如何在保持订单的同时在生成器上使用线程(每个项目多个线程)?

时间:2018-02-15 21:59:44

标签: python multithreading python-2.7 python-multithreading

我有一个模仿REST API调用的代码(见下文)。

对于生成器项目中的每个键,它需要运行REST调用。所以在我的例子中,记录可能是

{"a": 2, "b": 36, "c": 77}

我需要分别为每个密钥(abc)运行REST调用,然后输出结果(这只是否定了数字):

{"a": 2, "a_neg": -2, "b": 36, "b_neg": -36, "c": 77, "c_neg": -77}

现在我的当前代码适用于一个键,但是有多个键,它会重复这些项目(所以我得到3个键的结果的三倍)。

此外还有一些时髦的竞争条件。
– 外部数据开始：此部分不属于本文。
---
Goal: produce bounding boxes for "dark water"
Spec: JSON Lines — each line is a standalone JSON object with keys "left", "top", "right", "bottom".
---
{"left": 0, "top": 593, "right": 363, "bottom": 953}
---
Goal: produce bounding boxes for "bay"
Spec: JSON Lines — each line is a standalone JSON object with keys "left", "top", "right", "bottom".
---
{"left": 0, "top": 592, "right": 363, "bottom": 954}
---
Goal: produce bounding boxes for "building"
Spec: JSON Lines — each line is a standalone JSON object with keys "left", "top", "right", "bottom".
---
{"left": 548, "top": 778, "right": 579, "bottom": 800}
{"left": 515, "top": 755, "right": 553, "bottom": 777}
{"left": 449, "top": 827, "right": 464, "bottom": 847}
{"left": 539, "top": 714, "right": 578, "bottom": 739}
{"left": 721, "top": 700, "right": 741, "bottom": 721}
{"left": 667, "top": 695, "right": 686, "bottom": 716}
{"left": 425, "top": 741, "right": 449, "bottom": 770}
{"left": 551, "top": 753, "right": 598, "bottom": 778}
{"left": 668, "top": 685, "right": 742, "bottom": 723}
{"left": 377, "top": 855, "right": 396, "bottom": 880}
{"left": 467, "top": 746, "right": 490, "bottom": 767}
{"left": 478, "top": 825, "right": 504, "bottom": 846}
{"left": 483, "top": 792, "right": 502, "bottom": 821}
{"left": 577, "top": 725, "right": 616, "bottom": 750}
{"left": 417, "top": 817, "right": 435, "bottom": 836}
我想我只能保留最后一条记录,但我对线程并不擅长并担心线程安全或其他高级内容。

以下是输出示例:

{'a': 89, 'a_neg': -89, 'b': 69, 'c': 38}
{'a': 89, 'a_neg': -89, 'b': 69, 'c': 38, 'c_neg': -38}
{'a': 89, 'a_neg': -89, 'b': 69, 'b_neg': -69, 'c': 38, 'c_neg': -38}
{'a': 90, 'a_neg': -90, 'b': 43, 'c': 16}
{'a': 90, 'a_neg': -90, 'b': 43, 'c': 16, 'c_neg': -16}
{'a': 90, 'a_neg': -90, 'b': 43, 'b_neg': -43, 'c': 16, 'c_neg': -16}
{'a': 91, 'a_neg': -91, 'b': 49, 'b_neg': -49, 'c': 77, 'c_neg': -77}
{'a': 91, 'a_neg': -91, 'b': 49, 'b_neg': -49, 'c': 77, 'c_neg': -77}
{'a': 91, 'a_neg': -91, 'b': 49, 'b_neg': -49, 'c': 77, 'c_neg': -77}

最后这是我的源代码(你可以自己运行):

#!/usr/bin/env python

from concurrent.futures import ThreadPoolExecutor
from time import sleep
from pprint import pprint
import random

def records():
    # simulates records generator
    for i in range(100):
        yield {"a": i, "b": random.randint(0,100), "c": random.randint(0,100)}

def stream(records):
    threads = 8
    pool = ThreadPoolExecutor(threads)

    def rest_api_lookup(record_dict):
        # simulates REST call :)
        sleep(0.1)
        key = record_dict["key"]
        record = record_dict["record"]

        record[key + "_neg"] = -record[key]

        return record

    def thread(records):
        chunk = []
        for record in records:
            for key in record:
                chunk.append(pool.submit(rest_api_lookup, {"record": record, "key": key}))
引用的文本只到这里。